Hacker News new | past | comments | ask | show | jobs | submit login
Why those particular integer multiplies? (fgiesen.wordpress.com)
75 points by luu 18 days ago | hide | past | favorite | 37 comments



How can software run on different CPUs when they support different operations?

When you download "debian-live-12.7.0-amd64-kde.iso", all the programs in the repos support all current Intel and AMD CPUs, right? Do they just target the lowest common denominator of operations? Or do they somehow adapt to the operations supported by the user's CPU?

Do dynamic languages (Javascript, Python, PHP...) get a speed boost because they can compile just in time and use all the features of the user's CPU?


> Do they just target the lowest common denominator of operations? Or do they somehow adapt to the operations supported by the user's CPU?

Mostly the former.

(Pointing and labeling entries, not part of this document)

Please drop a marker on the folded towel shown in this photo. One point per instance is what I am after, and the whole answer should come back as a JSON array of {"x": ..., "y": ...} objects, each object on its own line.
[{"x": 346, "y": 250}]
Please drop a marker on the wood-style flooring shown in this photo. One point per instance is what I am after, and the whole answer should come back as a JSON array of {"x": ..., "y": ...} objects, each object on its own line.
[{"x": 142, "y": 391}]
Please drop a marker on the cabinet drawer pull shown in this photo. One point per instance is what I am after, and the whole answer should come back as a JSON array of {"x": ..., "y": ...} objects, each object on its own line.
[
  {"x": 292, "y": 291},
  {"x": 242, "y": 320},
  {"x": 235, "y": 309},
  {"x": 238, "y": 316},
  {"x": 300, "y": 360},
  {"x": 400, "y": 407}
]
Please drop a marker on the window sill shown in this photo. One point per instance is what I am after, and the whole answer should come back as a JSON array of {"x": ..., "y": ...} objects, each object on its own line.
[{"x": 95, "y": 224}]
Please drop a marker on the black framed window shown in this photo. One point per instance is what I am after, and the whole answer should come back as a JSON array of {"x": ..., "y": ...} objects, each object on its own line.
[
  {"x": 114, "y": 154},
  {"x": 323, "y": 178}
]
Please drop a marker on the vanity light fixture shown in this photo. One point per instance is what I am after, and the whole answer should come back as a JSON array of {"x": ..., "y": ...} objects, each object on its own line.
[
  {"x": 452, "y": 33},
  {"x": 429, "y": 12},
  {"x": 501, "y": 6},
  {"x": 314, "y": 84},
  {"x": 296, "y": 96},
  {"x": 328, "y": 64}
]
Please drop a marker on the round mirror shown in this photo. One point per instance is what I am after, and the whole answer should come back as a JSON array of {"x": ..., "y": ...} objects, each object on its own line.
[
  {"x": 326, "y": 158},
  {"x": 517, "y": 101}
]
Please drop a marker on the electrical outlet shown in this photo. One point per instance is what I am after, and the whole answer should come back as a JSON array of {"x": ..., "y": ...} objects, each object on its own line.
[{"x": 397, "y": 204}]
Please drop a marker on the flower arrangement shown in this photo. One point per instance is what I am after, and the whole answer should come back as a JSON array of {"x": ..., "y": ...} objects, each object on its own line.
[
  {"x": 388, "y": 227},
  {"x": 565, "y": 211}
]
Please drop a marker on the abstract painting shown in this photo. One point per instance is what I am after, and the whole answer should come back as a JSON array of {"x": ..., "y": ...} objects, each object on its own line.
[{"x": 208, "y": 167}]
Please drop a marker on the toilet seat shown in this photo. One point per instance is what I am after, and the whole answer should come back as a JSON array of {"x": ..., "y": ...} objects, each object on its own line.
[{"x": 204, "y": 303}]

Some highly optimized bits of software do the latter—they are built with multiple code paths optimized for different hardware capabilities, and select which one to use at runtime.

> Do dynamic languages (Javascript, Python, PHP...) get a speed boost because they can compile just in time and use all the features of the user's CPU?

Hypothetically yes, but in practice no for the languages you mentioned because they don't map well to things like SIMD. Some JIT-based numerical computing systems as well as JIT-based ML compilers do reap those benefits.


.NET/C# does pretty well with SIMD for a high level language, it has portable SIMD primitives which get JITed to whatever the system supports at runtime, and they're used quite extensively throughout the stdlib so you benefit even if you're not writing SIMD routines yourself.

They tried to do something similar in Javascript but it added way too much complexity to the runtimes and ended up getting dropped in favor of WASM SIMD.


It's possibly worth mentioning that Java is getting a vector API which explicitly abstracts over some of the details of SIMD, including width. You have a type Vector<T> which represents enough of some type T to fill a vector register (eg eight 32-bit numbers in a 256-bit register), operations on Vector<T> which produce another Vector<T>, and some way to break arrays up into Vectors of the right size for the platform. The API is a bit clunky, but you write code with it, the compiler performs a miracle, and efficient platform-specific vector code comes out.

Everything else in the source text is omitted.